We are using the Temporal SDK in one of our microservices deployed on an ECS container with a Linux OS. During load testing, we observed that the memory utilization (heap memory) gradually increased up to 50%, and it did not decrease until the server was restarted or stopped. Further investigation revealed that running the same codebase on a local system with Windows OS exhibited no issues. The heap memory was released promptly after 10 to 15 minutes. However, this behavior was not replicated when running the application on AWS environment.
However, after passing the maxCachedWorkflows option as zero while creating the worker, the workflows are no longer being cached by the worker, and this has resolved the memory utilization issue (but at the cost of high CPU utilization). As a result, the heap memory is now getting released properly, and the problem is resolved temporarily as of now.

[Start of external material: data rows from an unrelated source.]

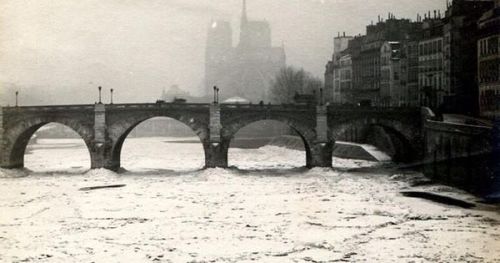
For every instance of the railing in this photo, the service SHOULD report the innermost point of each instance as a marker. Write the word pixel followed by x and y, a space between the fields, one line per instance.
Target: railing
pixel 157 105
pixel 50 107
pixel 268 106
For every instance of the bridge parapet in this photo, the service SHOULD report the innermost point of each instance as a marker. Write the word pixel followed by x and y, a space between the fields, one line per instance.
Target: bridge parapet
pixel 131 106
pixel 2 144
pixel 50 108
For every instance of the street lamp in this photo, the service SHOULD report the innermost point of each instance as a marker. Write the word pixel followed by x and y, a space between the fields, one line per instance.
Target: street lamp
pixel 321 96
pixel 100 88
pixel 217 89
pixel 215 98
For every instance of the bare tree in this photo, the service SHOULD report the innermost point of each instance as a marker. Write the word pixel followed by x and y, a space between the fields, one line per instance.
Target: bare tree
pixel 290 81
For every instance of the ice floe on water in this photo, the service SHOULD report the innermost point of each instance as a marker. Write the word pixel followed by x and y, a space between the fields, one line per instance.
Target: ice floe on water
pixel 266 208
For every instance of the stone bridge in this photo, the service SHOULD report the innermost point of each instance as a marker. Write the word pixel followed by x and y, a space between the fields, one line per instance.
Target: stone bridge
pixel 104 128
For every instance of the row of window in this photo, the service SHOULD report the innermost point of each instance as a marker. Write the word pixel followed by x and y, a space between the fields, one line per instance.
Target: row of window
pixel 489 71
pixel 488 46
pixel 431 47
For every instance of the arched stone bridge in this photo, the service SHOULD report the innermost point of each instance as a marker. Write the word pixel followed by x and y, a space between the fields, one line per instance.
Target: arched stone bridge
pixel 104 128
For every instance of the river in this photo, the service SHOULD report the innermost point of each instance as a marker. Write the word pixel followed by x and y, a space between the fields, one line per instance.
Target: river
pixel 266 208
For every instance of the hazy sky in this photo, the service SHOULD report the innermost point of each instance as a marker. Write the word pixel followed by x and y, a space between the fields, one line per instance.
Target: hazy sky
pixel 145 45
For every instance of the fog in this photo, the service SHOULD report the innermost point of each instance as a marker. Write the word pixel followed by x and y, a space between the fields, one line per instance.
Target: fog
pixel 57 51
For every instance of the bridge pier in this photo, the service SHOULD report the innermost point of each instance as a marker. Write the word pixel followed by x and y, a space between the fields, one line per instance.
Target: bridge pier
pixel 216 155
pixel 321 155
pixel 99 150
pixel 216 151
pixel 321 149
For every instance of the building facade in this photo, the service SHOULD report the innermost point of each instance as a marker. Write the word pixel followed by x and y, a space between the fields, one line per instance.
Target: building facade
pixel 432 87
pixel 488 54
pixel 460 58
pixel 340 44
pixel 446 62
pixel 247 69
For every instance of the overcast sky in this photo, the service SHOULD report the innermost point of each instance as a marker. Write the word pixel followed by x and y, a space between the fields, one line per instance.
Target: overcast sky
pixel 146 45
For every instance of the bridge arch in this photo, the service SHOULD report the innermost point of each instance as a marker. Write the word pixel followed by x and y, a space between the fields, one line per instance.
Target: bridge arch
pixel 305 132
pixel 120 129
pixel 17 137
pixel 396 138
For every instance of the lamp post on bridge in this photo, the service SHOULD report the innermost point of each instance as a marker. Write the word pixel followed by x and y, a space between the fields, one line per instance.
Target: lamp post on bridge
pixel 321 96
pixel 100 88
pixel 217 89
pixel 215 98
pixel 216 95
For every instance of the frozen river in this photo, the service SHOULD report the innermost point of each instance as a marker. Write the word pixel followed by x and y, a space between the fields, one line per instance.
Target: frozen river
pixel 268 210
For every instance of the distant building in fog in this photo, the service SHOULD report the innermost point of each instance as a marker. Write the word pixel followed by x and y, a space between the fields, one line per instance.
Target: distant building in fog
pixel 338 71
pixel 247 69
pixel 488 47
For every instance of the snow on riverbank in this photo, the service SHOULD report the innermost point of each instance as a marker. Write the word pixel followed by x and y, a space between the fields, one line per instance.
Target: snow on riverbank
pixel 282 213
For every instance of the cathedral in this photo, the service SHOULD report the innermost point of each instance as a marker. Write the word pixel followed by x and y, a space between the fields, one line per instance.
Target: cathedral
pixel 247 69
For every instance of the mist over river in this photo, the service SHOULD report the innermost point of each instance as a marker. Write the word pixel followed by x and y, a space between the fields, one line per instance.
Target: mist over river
pixel 266 208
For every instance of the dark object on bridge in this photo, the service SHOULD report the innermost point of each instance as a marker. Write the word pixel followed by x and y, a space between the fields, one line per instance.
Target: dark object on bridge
pixel 439 199
pixel 179 100
pixel 307 99
pixel 101 187
pixel 365 103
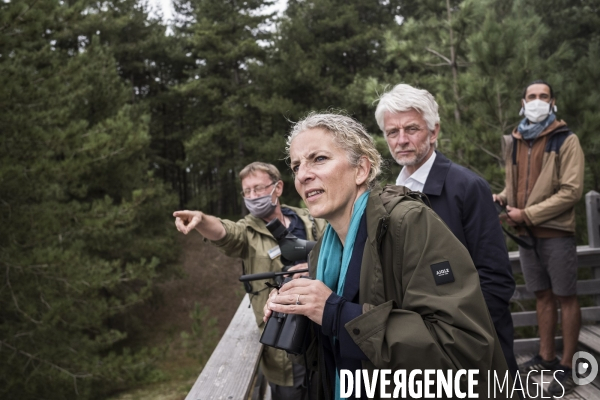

Please let us know if we need to do any specific configuration for container application to resolve above issue without passing maxCachedWorkflows option to worker.
await Worker.create({
workflowsPath: require.resolve(‘./workflow’),
connection,
activities: createActivities(),
taskQueue: ‘test-’+process.env.stage,
namespace: ‘test’,
sinks: defaultSinks(workflowLogger),
maxCachedWorkflows: 0
})
Below is the configuration we are using for our own application.
- OS and processor: [Linux]
- SDK version:
“@temporalio/activity”: “^1.7.4”,
“@temporalio/client”: “^1.7.4”,
“@temporalio/worker”: “^1.7.4”,
“@temporalio/workflow”: “^1.7.4” - We have deployed our containerized application on AWS ECS with Node image 16.4.1
FYI, we tried with latest versions (1.8.2) of above libraries but no luck.